Key Skills: Azure, Kubernetes, Terraform, Bash Shell, AWS, GCP, Microservices, Python, Observability, Site Reliability Engineer, Data Governance, Data Privacy.
Roles & Responsibilities:
- Define and evolve the observability vision and roadmap for our cloud-native healthcare platform.
- Architect and implement standardized observability frameworks (metrics, logs, traces, events, profiling) across services.
- Collaborate with platform, SRE, and product teams to instrument services using OpenTelemetry and other modern observability tooling.
- Build and maintain dashboards, alerts, and SLOs that reflect both technical and business health indicators.

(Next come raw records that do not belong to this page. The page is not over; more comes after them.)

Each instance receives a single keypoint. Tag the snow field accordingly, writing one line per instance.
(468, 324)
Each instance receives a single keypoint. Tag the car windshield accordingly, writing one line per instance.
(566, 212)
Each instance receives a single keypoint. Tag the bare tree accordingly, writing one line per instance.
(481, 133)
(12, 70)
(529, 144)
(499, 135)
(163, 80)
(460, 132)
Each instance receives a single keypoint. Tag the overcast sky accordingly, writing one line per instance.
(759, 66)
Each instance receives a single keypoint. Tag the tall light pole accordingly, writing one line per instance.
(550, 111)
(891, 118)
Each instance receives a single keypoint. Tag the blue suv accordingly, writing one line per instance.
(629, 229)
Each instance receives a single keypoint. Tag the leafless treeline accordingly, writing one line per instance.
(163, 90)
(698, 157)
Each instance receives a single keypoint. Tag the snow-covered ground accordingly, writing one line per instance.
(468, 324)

- Evaluate, integrate, and optimize observability tools (e.g., Datadog, Prometheus, Grafana, Tempo, Loki, Elastic).
- Lead incident analysis and postmortem reviews, driving improvements in system resilience and observability coverage.
- Ensure observability practices align with healthcare compliance standards (e.g., HIPAA, HITRUST).
- Mentor engineers and promote a culture of observability-first development.
Experience Required:
- 12 - 20 years of experience leading SRE or observability initiatives in large-scale distributed systems.
- Strong background in cloud platforms including Azure, AWS, and GCP with deep understanding of microservices architecture.
- Hands-on expertise in Terraform, Kubernetes, and modern observability tools.
- Demonstrated success in building resilient systems and establishing SLOs, SLIs, and SLA practices.
- Experience with compliance-driven environments such as healthcare or finance.
- Strong scripting and automation skills using Python, Bash Shell, and related technologies.
- Exceptional communication and leadership skills, with experience mentoring engineering teams.
Education: B.Tech M.Tech (Dual), B.Tech